Ana Wu: What advice would you give to NNESTs who want to get started writing a textbook?

Ms. Tanka: I would give the same advice to NNESTs as to anyone else who wants to write a textbook: draw on your teaching and your own language learning experience as to what works in the classroom. Then survey the textbook market to see if existing texts already address what you’re proposing to write. In other words, is there another book or multi-media program that does it just as well or better than what you can produce? My second advice is to team up with a co-author or a team of authors, preferably people with compatible temperaments, work ethic and creative ideas. For NNESTs, a native speaker co-author provides an added advantage. I’ve found the give-and-take between my coauthors and me tremendously rewarding, creatively energizing and ultimately resulting in a better product.

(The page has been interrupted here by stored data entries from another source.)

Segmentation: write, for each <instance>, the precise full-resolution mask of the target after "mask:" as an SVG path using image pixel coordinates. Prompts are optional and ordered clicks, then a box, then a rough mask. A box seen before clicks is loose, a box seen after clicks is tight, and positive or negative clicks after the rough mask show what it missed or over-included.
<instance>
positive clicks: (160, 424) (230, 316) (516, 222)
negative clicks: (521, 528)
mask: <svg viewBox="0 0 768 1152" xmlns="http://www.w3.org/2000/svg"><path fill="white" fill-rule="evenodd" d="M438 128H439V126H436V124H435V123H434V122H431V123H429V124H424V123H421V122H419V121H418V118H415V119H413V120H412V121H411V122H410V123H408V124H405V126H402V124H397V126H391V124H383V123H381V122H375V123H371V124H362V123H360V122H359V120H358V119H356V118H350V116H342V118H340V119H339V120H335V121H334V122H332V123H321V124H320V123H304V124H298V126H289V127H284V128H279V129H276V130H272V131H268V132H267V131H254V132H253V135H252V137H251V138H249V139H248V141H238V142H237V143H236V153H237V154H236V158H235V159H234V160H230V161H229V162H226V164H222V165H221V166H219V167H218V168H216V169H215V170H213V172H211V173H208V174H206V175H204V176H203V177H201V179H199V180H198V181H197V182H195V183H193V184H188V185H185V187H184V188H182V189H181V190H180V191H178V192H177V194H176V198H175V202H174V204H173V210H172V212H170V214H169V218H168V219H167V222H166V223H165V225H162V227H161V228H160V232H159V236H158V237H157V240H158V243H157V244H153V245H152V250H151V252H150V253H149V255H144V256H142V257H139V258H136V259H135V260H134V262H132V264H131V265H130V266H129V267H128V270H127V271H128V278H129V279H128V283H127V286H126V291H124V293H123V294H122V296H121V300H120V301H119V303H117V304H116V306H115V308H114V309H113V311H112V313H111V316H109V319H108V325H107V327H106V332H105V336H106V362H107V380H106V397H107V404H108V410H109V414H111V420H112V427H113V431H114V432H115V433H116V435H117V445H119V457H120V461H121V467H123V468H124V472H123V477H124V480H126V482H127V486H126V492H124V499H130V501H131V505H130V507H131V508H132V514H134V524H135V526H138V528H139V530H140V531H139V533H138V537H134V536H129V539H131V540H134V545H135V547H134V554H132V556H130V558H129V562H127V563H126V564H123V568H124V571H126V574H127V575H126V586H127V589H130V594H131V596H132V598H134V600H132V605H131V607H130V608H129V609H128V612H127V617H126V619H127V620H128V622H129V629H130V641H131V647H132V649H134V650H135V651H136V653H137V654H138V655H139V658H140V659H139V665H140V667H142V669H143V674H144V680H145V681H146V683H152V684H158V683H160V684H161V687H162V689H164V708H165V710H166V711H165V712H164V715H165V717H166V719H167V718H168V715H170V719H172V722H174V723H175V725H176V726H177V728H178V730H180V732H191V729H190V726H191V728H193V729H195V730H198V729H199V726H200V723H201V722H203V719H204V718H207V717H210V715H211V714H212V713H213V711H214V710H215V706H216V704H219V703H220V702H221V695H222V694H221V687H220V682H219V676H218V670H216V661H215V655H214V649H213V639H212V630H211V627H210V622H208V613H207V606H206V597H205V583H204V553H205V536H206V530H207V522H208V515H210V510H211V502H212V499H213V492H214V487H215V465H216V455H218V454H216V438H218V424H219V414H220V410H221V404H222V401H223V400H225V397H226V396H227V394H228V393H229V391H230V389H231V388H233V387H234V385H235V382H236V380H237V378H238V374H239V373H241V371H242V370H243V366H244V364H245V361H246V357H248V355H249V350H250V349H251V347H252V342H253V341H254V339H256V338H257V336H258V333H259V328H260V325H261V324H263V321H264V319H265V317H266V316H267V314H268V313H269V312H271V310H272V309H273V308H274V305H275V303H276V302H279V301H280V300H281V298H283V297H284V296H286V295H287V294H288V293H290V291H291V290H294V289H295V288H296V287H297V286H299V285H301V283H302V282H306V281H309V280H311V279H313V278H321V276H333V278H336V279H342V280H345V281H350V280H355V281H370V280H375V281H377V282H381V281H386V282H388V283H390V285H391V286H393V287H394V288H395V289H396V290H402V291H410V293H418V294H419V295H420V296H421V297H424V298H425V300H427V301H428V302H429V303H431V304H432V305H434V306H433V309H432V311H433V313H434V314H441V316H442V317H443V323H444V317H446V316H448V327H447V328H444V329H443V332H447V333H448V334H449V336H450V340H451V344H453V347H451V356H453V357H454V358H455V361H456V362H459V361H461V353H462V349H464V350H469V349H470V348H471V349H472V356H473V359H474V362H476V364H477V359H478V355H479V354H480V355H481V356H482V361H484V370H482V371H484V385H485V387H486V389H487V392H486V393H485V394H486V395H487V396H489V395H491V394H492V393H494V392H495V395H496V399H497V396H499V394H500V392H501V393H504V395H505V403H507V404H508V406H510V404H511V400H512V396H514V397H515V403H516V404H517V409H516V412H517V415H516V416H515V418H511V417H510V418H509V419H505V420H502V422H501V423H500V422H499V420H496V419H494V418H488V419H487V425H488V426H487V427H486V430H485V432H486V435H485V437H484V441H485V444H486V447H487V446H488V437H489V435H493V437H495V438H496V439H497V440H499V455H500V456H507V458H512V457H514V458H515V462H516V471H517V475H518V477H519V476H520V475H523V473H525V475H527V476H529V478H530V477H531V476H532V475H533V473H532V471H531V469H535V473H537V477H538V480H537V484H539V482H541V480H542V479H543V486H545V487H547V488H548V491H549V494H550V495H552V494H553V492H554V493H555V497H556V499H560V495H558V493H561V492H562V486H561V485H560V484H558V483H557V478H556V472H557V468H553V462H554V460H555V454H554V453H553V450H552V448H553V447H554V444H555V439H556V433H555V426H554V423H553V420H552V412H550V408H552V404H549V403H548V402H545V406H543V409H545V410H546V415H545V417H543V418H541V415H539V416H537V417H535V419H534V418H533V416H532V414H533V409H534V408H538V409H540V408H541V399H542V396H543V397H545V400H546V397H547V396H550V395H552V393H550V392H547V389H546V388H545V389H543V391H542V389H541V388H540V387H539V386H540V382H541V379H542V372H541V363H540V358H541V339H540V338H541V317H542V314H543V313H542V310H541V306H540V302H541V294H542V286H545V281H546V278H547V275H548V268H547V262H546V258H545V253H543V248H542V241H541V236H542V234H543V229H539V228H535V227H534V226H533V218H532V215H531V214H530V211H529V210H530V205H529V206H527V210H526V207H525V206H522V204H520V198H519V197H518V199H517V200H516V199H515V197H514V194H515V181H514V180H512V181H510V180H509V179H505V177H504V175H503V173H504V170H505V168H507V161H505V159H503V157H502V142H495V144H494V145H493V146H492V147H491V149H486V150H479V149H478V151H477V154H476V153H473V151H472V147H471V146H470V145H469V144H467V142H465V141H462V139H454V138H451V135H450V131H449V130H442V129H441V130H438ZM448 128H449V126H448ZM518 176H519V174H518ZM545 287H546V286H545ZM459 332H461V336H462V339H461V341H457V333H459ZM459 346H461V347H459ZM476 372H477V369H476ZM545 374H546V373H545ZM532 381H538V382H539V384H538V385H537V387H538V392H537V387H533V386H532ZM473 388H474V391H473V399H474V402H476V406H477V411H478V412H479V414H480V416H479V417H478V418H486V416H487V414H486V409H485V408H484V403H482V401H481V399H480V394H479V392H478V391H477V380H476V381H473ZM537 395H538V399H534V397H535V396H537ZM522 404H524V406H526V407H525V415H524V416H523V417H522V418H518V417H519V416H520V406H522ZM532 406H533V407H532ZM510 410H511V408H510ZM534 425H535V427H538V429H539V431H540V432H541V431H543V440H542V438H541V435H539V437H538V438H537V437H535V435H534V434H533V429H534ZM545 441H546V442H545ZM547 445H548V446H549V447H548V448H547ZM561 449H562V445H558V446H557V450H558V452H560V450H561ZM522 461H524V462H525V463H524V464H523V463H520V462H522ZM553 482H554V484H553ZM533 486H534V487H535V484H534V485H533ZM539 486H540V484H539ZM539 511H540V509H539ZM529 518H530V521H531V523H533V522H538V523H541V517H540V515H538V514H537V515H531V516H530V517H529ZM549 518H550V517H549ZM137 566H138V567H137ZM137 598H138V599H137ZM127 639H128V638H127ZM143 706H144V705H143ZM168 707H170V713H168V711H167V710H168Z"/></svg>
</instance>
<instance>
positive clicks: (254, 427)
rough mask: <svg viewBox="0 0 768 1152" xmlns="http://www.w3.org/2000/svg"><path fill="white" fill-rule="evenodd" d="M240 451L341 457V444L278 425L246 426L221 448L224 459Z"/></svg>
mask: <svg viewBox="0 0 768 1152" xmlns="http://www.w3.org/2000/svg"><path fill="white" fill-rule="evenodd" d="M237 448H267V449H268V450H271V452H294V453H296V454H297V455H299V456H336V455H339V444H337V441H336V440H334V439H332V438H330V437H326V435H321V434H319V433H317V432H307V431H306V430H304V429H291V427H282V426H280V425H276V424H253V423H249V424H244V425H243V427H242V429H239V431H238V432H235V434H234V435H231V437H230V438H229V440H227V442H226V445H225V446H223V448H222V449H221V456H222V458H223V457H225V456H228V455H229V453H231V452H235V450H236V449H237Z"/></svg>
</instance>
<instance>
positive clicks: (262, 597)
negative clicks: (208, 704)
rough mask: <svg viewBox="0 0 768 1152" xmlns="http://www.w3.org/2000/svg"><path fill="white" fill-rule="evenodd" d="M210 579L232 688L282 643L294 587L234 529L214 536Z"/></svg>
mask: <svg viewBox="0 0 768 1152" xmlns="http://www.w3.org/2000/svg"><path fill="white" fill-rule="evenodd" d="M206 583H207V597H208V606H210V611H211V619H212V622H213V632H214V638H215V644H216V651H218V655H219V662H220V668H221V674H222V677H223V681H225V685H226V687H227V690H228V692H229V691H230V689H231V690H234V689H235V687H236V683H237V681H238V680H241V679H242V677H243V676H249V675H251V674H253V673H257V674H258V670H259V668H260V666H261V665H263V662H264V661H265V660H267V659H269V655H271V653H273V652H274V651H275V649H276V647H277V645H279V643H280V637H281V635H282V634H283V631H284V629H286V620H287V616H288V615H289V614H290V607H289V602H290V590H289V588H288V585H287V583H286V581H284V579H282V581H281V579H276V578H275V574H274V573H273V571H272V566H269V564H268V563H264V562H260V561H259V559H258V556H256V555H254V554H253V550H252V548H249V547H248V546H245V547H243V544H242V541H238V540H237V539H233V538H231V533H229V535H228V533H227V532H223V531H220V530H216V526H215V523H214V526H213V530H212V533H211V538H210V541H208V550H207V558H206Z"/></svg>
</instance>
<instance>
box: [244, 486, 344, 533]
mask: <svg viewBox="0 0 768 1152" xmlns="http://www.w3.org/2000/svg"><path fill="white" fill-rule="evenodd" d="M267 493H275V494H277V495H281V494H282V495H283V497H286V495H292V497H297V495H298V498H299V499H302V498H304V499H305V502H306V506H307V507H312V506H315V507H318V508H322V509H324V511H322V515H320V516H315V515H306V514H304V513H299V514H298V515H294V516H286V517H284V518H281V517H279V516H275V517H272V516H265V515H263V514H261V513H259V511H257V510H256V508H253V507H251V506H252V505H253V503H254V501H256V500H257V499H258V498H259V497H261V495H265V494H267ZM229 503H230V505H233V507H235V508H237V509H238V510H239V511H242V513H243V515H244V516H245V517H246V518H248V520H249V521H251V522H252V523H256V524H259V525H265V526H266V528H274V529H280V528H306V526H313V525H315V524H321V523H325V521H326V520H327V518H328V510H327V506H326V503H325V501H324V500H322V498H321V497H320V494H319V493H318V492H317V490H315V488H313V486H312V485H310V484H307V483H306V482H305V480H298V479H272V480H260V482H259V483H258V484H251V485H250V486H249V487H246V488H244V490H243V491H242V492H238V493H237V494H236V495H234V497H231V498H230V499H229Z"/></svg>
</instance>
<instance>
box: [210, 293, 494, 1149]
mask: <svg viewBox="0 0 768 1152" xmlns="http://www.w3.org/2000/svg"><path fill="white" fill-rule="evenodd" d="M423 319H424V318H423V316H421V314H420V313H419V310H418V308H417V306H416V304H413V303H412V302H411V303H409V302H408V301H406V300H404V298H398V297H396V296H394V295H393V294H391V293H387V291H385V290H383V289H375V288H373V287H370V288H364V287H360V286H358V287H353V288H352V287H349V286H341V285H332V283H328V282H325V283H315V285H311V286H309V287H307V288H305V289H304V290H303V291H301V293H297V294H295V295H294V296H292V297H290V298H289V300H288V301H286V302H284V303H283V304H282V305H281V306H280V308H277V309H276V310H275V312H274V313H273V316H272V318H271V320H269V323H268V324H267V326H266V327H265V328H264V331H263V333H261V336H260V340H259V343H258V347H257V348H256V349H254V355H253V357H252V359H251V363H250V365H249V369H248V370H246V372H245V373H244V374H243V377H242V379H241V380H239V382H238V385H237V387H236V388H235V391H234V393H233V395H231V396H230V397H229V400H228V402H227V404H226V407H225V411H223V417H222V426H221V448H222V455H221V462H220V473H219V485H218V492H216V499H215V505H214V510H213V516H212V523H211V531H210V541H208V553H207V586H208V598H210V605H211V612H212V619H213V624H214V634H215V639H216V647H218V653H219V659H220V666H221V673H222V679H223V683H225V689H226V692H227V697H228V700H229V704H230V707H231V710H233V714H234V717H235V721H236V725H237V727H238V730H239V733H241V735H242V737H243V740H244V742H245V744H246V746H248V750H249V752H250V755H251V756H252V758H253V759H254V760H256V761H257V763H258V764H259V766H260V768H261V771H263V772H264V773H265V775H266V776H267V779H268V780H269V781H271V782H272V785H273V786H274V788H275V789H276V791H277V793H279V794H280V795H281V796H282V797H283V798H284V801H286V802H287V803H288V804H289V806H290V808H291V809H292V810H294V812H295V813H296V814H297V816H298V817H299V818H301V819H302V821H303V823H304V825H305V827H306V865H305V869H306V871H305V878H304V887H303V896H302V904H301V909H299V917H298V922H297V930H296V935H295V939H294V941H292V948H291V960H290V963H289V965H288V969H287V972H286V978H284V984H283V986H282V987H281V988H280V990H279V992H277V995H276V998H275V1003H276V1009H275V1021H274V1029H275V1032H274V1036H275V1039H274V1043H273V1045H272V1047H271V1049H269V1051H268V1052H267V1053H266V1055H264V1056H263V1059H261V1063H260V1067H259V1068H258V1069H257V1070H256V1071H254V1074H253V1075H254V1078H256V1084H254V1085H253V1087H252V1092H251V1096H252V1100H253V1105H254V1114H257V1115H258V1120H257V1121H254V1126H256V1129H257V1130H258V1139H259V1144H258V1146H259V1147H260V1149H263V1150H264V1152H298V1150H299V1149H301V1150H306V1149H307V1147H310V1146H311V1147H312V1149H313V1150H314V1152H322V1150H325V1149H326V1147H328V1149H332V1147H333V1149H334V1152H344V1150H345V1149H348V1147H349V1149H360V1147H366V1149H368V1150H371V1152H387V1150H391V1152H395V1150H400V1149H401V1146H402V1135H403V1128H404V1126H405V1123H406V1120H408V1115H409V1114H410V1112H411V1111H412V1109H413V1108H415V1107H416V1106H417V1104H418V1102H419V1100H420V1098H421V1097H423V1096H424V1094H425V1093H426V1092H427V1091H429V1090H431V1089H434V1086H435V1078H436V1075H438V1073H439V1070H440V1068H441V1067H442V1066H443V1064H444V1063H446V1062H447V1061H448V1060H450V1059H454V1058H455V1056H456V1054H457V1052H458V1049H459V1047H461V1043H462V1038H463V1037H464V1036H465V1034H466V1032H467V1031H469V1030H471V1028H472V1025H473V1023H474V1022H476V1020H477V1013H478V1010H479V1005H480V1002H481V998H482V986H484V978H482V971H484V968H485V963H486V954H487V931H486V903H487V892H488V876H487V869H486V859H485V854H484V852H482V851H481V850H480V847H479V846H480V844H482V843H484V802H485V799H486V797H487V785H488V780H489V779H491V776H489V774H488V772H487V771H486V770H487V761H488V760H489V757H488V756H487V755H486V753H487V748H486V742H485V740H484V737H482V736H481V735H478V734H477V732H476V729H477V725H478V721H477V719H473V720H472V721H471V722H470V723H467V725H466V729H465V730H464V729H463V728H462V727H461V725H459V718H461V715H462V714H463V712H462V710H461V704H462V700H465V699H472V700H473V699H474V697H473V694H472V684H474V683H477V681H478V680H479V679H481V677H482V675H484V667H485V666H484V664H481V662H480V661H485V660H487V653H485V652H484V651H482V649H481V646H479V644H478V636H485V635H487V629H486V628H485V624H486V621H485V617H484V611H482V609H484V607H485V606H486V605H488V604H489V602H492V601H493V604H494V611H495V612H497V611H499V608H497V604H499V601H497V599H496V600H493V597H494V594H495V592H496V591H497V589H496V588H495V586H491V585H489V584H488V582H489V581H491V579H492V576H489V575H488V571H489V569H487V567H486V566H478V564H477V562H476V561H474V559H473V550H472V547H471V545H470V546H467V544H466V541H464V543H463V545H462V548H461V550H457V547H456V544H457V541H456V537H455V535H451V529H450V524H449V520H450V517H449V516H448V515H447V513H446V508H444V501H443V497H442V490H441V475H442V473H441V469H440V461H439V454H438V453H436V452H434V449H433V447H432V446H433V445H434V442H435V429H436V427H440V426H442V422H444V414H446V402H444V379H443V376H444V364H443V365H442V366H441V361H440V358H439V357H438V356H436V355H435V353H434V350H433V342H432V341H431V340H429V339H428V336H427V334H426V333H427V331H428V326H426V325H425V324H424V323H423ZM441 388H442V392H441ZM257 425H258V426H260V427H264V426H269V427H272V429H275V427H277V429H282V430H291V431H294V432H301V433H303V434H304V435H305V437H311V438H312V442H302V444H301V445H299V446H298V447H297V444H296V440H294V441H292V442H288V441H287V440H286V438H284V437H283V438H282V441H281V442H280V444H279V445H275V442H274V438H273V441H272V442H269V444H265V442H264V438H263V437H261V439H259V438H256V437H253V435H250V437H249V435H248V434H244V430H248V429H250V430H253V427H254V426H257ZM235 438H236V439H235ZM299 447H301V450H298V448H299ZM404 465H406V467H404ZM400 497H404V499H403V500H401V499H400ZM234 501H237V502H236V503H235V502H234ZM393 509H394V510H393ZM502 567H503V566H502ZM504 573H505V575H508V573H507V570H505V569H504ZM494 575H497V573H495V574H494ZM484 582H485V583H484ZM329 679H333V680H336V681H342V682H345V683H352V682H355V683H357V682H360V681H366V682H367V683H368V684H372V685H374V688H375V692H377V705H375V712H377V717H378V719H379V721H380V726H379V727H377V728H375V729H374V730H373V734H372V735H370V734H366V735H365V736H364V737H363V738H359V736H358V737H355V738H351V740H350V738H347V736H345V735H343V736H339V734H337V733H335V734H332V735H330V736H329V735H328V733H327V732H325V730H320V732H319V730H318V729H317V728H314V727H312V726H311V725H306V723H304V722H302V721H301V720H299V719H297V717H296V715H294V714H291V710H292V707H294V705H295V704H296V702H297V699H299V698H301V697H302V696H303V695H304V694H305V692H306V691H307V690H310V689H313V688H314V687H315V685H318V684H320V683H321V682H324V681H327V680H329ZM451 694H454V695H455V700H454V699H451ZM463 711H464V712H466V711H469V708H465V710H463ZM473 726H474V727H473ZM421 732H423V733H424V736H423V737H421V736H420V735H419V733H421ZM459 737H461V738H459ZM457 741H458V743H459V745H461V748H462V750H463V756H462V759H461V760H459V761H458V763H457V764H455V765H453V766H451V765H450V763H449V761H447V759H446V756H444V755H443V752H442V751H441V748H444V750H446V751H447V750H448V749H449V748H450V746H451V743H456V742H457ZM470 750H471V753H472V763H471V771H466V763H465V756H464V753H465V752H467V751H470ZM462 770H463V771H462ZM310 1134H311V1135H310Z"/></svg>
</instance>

Ana Wu: You have been working at the UCLA Extension American Language Center for 30 years. As a previous Acting Director and current member of the Recruiting Committee, what advice would you give to NNES applicants when applying for a job (from writing a letter to preparing for an interview) at an IEP institute?

Ms. Tanka: Since a resume provides the first impression of a candidate, I can’t overemphasize the importance of proofreading a resume and cover letter before sending them. As an NNES, I have never sent out a resume without asking a native speaker (or two) to look over what I’ve written, if for nothing else than to spot possible typos. Errors in these introductory documents can be an immediate turn-off, perceived as a sign of sloppiness or downright incompetence. I’m not saying we’ve never interviewed candidates who had spelling errors or missing articles in their writing, but these errors definitely act as red flags. On the other hand, do not try to sound overly polished in your writing, lifting paragraphs from ESL methodology texts, elaborating extensively on your teaching philosophy. You will have plenty of chances to discuss your views on classroom methodology during the interview. I think the same qualities that make you a good classroom teacher should shine through during the interview: be personable, confident, sincere and knowledgeable. These qualities are not language dependent. Treat the interviewer as a colleague who is familiar with and sympathetic to NNESs’ challenges. We know that most NNESTs bring a wealth of experience to the job, so we’re willing to overlook minor errors or a slight accent if you’re a good fit for the job. On the other hand, don’t take it personally if you are not hired due to lack of accuracy/fluency in English. In IEPs, there is heightened sensitivity to customer satisfaction; rightly or wrongly, our students expect (and often demand) to learn from instructors with native or near-native English proficiency, and our hiring practices reflect this market demand.

My final advice regarding the interview process is to learn as much as possible about the prospective job and institution ahead of time. My last question during an interview is usually, “Do you have any questions for me?” I’m always most impressed with candidates who have specific questions to ask about our curriculum, schedule, faculty and working conditions; it shows that they’ve gone to our website and done their homework. In other words, they’ve invested some time as a sign of sincere interest.

Ana Wu: Thank you for this interesting interview!